I have a few reasons for really wanting to get married sooner rather than later, one being that he is in the military and if he gets orders I wont be able to go. The other being that I have endometriosis and a family history of problems getting pregnant so I don’t want to wait too long to get pregnant. I have no insurance (and he obviously does) so I don’t want to get pregnant before we get married. But more than anything, I’d at least like a ring to prove that he is serious about it and with that I wouldn’t mind waiting another year-year and a half to get married if he wanted to. Although that is not preferable for me.
I want a wedding, but I’ve already told him that if he wants to go the courthouse I am willing to do that. And we can maybe/maybe not have a wedding later.
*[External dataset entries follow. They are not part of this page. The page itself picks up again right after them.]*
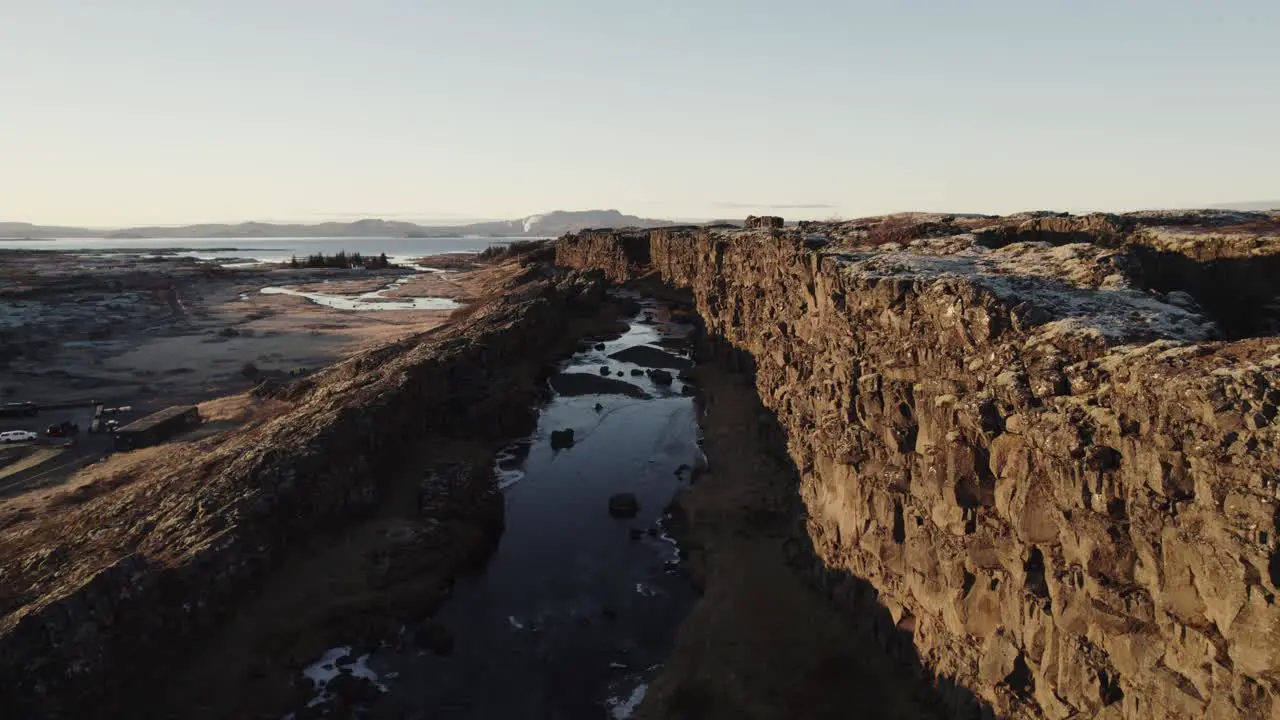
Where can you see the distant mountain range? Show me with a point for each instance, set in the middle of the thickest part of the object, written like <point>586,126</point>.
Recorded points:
<point>1262,205</point>
<point>547,224</point>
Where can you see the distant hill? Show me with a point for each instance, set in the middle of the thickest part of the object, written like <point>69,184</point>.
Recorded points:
<point>1260,205</point>
<point>545,224</point>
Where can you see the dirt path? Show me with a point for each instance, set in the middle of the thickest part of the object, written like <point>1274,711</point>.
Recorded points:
<point>760,643</point>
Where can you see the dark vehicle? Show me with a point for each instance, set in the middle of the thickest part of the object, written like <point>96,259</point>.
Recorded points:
<point>18,409</point>
<point>158,427</point>
<point>63,429</point>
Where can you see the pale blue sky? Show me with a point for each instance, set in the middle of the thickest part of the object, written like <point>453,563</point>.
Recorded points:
<point>131,112</point>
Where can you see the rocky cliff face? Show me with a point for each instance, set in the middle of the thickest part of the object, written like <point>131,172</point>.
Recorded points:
<point>100,598</point>
<point>1061,483</point>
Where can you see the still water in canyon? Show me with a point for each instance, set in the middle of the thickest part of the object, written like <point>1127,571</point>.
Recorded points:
<point>576,609</point>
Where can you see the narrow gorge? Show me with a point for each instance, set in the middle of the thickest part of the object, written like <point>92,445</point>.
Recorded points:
<point>1045,445</point>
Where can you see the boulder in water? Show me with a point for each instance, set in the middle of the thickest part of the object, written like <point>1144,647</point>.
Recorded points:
<point>624,505</point>
<point>562,440</point>
<point>661,377</point>
<point>652,358</point>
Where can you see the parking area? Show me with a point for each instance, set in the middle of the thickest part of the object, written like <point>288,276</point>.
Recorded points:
<point>50,460</point>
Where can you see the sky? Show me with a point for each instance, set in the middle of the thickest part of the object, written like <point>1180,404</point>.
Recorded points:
<point>165,112</point>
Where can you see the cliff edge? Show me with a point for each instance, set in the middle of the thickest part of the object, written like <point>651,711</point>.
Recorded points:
<point>1047,442</point>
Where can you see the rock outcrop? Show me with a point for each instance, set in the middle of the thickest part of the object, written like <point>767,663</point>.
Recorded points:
<point>1048,459</point>
<point>99,600</point>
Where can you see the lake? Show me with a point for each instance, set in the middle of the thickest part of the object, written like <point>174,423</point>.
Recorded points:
<point>268,249</point>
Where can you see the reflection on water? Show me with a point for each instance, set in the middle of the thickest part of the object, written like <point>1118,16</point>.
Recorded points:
<point>576,609</point>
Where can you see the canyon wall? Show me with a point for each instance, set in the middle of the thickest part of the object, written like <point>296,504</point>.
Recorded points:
<point>1061,483</point>
<point>101,600</point>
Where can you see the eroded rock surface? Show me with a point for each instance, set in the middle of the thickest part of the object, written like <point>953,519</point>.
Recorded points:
<point>1048,459</point>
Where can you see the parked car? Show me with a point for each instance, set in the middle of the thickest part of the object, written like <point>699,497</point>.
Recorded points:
<point>18,436</point>
<point>18,409</point>
<point>63,429</point>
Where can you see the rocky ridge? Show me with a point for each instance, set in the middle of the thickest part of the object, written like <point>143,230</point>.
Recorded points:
<point>1047,442</point>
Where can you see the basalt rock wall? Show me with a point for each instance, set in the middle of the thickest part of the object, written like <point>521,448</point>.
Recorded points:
<point>1061,487</point>
<point>103,615</point>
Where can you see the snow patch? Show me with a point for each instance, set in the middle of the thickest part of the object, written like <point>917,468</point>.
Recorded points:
<point>621,709</point>
<point>1059,281</point>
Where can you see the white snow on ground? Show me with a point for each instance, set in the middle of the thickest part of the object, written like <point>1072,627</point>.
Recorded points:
<point>369,300</point>
<point>1056,281</point>
<point>622,709</point>
<point>324,670</point>
<point>507,477</point>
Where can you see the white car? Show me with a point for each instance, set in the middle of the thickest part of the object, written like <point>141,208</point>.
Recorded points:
<point>17,436</point>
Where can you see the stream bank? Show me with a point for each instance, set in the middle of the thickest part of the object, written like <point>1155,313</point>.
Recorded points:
<point>574,613</point>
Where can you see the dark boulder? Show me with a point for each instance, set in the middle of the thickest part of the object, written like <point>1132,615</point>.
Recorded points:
<point>624,505</point>
<point>661,377</point>
<point>653,358</point>
<point>562,440</point>
<point>572,384</point>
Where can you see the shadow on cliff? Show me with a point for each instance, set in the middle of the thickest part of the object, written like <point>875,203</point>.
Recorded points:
<point>1240,294</point>
<point>854,597</point>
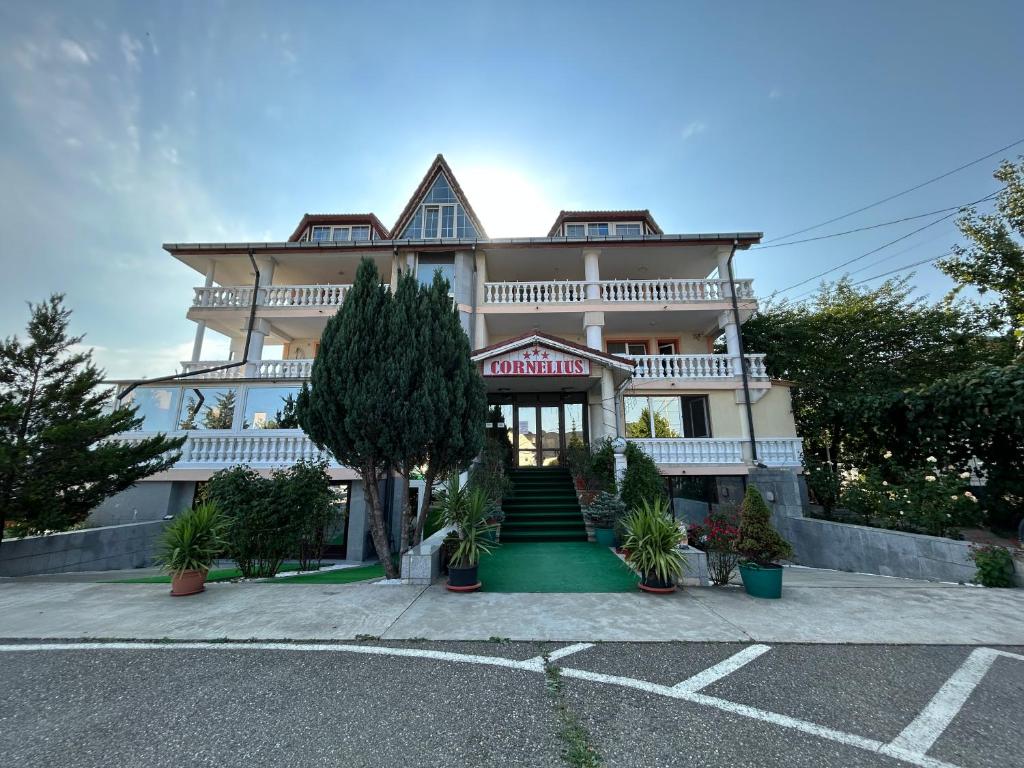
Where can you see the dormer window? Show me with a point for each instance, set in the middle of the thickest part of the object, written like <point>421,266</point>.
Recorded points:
<point>439,215</point>
<point>326,233</point>
<point>603,229</point>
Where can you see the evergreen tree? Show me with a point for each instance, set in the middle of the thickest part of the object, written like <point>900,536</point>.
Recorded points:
<point>455,390</point>
<point>55,463</point>
<point>349,407</point>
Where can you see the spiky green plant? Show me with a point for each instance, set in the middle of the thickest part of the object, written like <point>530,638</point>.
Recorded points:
<point>468,509</point>
<point>652,539</point>
<point>193,540</point>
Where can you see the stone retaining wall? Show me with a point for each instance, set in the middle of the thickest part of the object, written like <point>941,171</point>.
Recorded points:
<point>824,544</point>
<point>107,548</point>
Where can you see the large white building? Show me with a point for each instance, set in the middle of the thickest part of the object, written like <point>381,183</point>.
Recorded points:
<point>604,326</point>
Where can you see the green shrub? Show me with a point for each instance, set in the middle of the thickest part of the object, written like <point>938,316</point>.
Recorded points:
<point>270,519</point>
<point>603,466</point>
<point>652,539</point>
<point>924,500</point>
<point>468,510</point>
<point>642,481</point>
<point>759,542</point>
<point>995,565</point>
<point>192,541</point>
<point>605,511</point>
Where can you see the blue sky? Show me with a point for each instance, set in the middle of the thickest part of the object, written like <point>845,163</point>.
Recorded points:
<point>129,124</point>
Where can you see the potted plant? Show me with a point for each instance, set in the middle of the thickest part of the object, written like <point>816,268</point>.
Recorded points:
<point>468,512</point>
<point>759,547</point>
<point>188,546</point>
<point>652,539</point>
<point>605,510</point>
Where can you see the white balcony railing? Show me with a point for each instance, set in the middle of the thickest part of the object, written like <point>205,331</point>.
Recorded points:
<point>695,367</point>
<point>613,291</point>
<point>259,449</point>
<point>775,452</point>
<point>271,296</point>
<point>263,369</point>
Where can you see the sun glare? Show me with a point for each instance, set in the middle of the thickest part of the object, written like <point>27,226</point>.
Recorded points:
<point>508,203</point>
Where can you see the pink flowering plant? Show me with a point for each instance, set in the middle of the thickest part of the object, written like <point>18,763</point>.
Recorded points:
<point>717,537</point>
<point>926,500</point>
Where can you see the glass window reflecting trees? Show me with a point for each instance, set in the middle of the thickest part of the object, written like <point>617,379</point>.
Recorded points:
<point>270,408</point>
<point>157,407</point>
<point>208,408</point>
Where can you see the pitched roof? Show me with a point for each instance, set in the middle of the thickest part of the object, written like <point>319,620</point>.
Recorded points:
<point>643,215</point>
<point>340,218</point>
<point>537,337</point>
<point>438,166</point>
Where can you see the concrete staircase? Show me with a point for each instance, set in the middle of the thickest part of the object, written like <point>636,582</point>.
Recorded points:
<point>542,507</point>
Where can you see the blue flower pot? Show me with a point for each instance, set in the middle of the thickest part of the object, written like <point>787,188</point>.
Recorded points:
<point>605,537</point>
<point>761,581</point>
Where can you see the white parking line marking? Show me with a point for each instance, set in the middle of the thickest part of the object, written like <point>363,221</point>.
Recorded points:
<point>894,750</point>
<point>560,653</point>
<point>713,674</point>
<point>922,733</point>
Now on to him. His parents got divorced after 25 years. Most of his friends and family have gotten divorced. He is an Air Traffic Controller and they have a ridiculously high divorce rate because of the stress and unusual work schedules that they have. This being said, he claims that he wants to get married, but he is SCARED. Scared I will leave him. But I can’t and won’t wait forever and I told him that.
We got into a fight about it last night and he basically told me that he does not see the point in getting married. We already live together and act pretty much like a married couple. For me, there are religious and family issues as well to add to my reasons for wanting to get married.
His family and friends seem to be firm believers in long engagements and think nothing of living together and having kids for long periods of time without getting married. So he thinks that that is normal.
“Why buy the milk when you can milk the cow for free?” That’s what I’m hearing. He is comfortable where he is. He’s already getting what he wants, so why leap out of that comfort zone and get married?
As of today I plan to move into our spare bedroom to prove my point because he is one of those that thinks after we sleep on it we can just act like it never happened and move on. Not this time.
Oh, and one more thing. When arguing about it last night he kept making excuses. Like first it was “I’m saving for a ring.” Then he said he was planning on buying the ring this month because there is a sale, and just holding on to it for a little while. Then he said that if I were to get pregnant or he got orders/deployed he would marry me and I told him I’d say NO because he should want to marry me without having that kind of pressure causing it.
I just don’t know what to do anymore. Help please.